The Wiki looks correct too. 

Look in /dev/input,  now connect your joystick, power it on, wait a few seconds ...

Look in /dev/input again.

Do you have some new nodes?

They will belong to your joystick.  If they are there, your kernel is OK.

----------

## Bladesy

I'm not a very advanced user, so I'm not too familiar with /dev or nodes, but a file called js1 appears only when the controller is plugged in - and it disappears when I take out the controller too. 

I'm guessing that this is the node for the controller, since it resembles joystick1?

----------

## NeddySeagoon

Bladesy,

Thats it. Your kernel can see it.

For some history and a few wrinkles, this Arch wiki page is worth reading. 

The key takeaway for you is that there are two ways to have joysticks appear in /dev and some software will only work with one of them. 

About /dev nodes.  A long time ago /dev was a static filesystem and contained entries for every possible device. It still works but its rarely used.
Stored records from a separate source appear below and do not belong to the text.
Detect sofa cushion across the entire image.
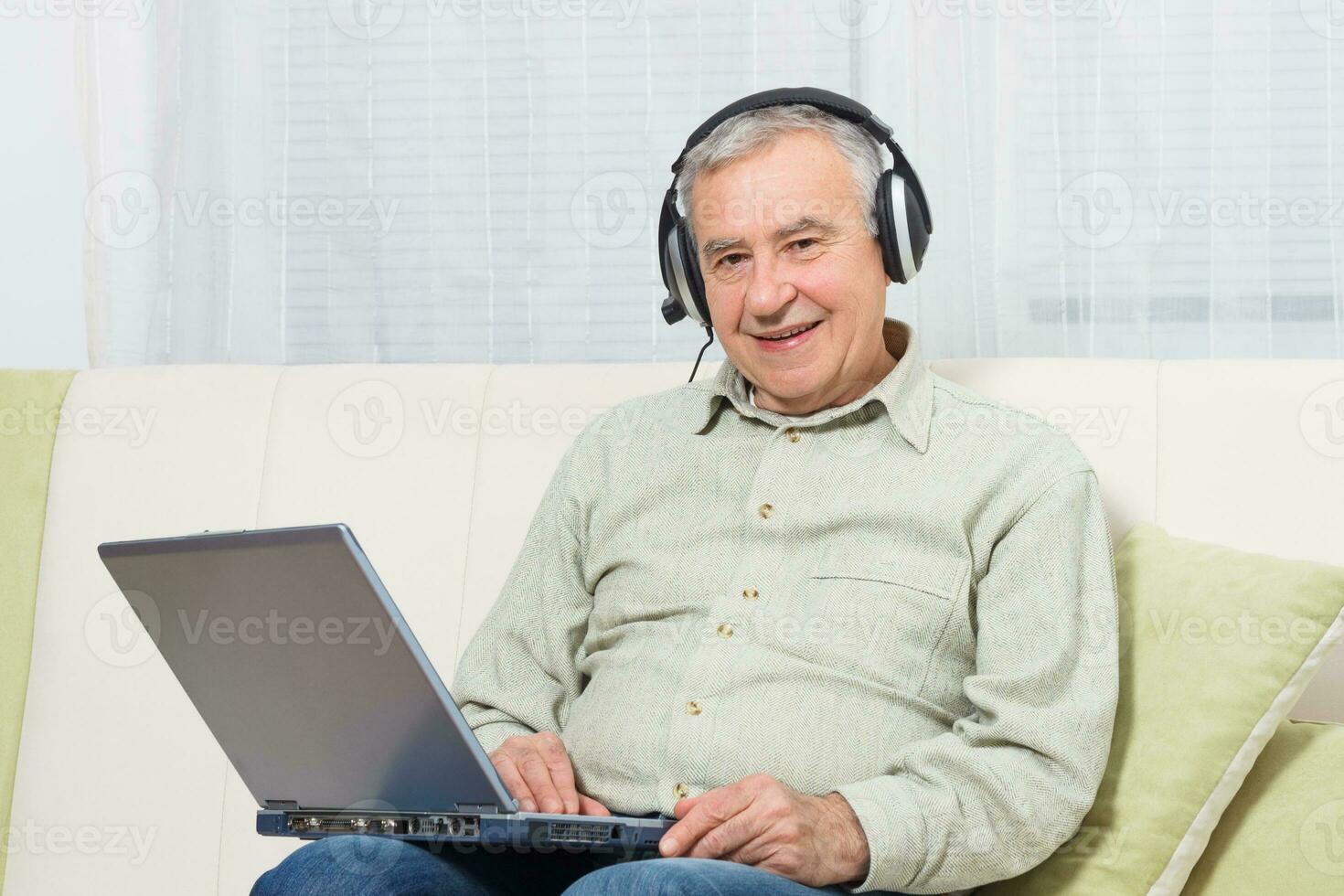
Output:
[1181,721,1344,896]
[977,523,1344,896]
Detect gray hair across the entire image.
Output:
[676,105,883,262]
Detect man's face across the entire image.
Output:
[691,131,895,414]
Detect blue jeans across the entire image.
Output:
[251,834,908,896]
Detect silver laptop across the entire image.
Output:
[98,523,676,853]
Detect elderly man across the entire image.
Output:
[254,89,1118,896]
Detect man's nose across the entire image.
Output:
[746,253,798,317]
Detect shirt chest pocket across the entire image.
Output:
[798,549,970,696]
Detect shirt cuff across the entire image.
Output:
[835,775,927,893]
[472,721,537,755]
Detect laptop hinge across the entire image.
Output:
[457,804,500,816]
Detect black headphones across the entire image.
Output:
[658,88,933,331]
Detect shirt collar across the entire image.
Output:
[688,317,933,454]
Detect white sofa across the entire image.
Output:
[4,358,1344,896]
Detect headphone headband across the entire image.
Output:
[658,88,933,331]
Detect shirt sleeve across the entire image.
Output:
[836,469,1120,893]
[452,435,592,752]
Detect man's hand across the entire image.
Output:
[658,773,869,887]
[489,731,612,816]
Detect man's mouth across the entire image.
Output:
[752,321,823,350]
[757,321,821,343]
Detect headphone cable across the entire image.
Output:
[687,326,714,383]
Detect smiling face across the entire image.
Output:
[691,131,896,415]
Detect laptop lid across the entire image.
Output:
[98,523,517,813]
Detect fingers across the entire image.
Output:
[537,731,580,816]
[580,794,612,816]
[491,748,537,811]
[512,747,564,813]
[658,782,752,857]
[491,731,580,816]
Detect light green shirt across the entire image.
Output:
[453,318,1118,893]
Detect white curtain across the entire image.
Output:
[85,0,1344,367]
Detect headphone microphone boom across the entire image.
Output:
[658,88,933,338]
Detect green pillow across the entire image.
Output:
[1181,721,1344,896]
[976,523,1344,896]
[0,369,74,890]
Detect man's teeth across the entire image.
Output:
[761,323,815,341]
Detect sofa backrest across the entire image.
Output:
[5,358,1344,896]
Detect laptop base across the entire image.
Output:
[257,808,676,854]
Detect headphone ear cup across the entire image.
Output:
[676,218,709,326]
[874,168,906,283]
[876,168,929,283]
Today, you will have the kernel option DEVTMPFS on.  This causes the kernel to create entries in /dev only for hardware actually attached to the system.  Entries are removed when a device is unplugged.

Your js is an example. 

If your joystick doesn't work in your application, debugging that is the next step.

----------

## Bladesy

Well, after some testing with the controller - although the driver does not give it the behaviour of turning off and on with the home button, or any LED light activity aside from blinking constantly when plugged in - it does seem to be working fine. 

PCSX2 was able to recognise it as a pad and allowed me to map it and thus use it. 

I initially tried testing the controller in controller-compatible steam games, but they didn't work - and since the activity the controller displayed was nothing like what the driver said, I assumed something had gone wrong. 

Thanks for your help Neddy, I'm sure I can get the controller working in everything else now that I know its working fine, although I feel wine may be a bit of a problem. 

Thanks again.

----------